The wind off the sea flutters the pages of the journal, and Narcissa reads by the light of the burning house:

Loose threads are all the power and all the loss that has ever been and ever will be. They are ours to tie or to leave be. When I lie in bed at night, my eyes only just half-shut and the moonlight coming in through the window, I can
almost
see the strings. There are at least a hundred in this one room alone, crisscrossing spaces we’d rather believe are empty. They spring from my flesh like silver hairs.

“Well, it looks like it hurts,” the voice says, and Narcissa tries to remember which one this is, which death, which sin, but her head is too full and the names rush past like snowflakes.

“You learn your place in the scheme of things,” Madam Terpsichore says, “or someone has to teach it to you.

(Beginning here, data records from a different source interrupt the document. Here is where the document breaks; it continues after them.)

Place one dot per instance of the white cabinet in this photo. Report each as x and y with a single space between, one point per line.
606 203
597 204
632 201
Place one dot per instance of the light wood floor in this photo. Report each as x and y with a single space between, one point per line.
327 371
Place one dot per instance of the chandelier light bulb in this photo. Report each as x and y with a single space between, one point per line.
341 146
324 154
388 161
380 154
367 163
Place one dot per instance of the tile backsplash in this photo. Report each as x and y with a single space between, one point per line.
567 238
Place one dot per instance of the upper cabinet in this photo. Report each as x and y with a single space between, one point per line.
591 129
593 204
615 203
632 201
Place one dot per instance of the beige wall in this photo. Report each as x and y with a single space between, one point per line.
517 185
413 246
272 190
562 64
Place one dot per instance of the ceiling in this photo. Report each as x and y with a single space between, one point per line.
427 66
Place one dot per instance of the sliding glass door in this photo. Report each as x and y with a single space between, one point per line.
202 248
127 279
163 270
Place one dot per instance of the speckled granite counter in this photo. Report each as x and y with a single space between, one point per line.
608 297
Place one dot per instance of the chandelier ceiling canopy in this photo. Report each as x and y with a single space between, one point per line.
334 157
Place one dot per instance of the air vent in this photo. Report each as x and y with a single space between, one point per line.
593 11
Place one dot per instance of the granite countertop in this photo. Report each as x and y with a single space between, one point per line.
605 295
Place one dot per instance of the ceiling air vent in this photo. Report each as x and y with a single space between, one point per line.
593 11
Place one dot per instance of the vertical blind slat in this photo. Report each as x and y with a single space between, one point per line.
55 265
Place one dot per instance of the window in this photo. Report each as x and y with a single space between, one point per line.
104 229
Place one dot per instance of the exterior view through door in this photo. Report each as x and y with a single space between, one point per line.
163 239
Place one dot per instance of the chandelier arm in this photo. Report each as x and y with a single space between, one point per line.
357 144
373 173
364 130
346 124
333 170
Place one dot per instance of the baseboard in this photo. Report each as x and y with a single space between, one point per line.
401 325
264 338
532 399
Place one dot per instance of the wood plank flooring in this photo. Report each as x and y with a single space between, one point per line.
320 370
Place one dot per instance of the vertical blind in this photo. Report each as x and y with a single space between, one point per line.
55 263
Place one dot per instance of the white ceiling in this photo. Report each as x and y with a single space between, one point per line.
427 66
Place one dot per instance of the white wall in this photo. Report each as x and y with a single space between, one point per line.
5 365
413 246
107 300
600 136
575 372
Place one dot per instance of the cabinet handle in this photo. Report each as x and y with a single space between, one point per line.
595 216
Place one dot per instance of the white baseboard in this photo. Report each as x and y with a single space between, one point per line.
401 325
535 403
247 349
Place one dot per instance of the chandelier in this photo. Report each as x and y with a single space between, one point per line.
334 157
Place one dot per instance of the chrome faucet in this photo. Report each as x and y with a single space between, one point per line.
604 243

I recommend the former.” And then the ghoul glances up at the basement rafters, the rhythmic stomp and shuffle of shoes in time to antique music from Miss Josephine’s Victrola. Narcissa hears, or only imagines that she hears, the swish of crinolines and petticoats from upstairs. Madam Terpsichore looks back down at the corpse on the dissection table, and her long fingers move swift and sure, claws so sharp she has no need of scalpels.

“We all dance,” she says. “But only a damned fool dances to someone else’s fiddler.”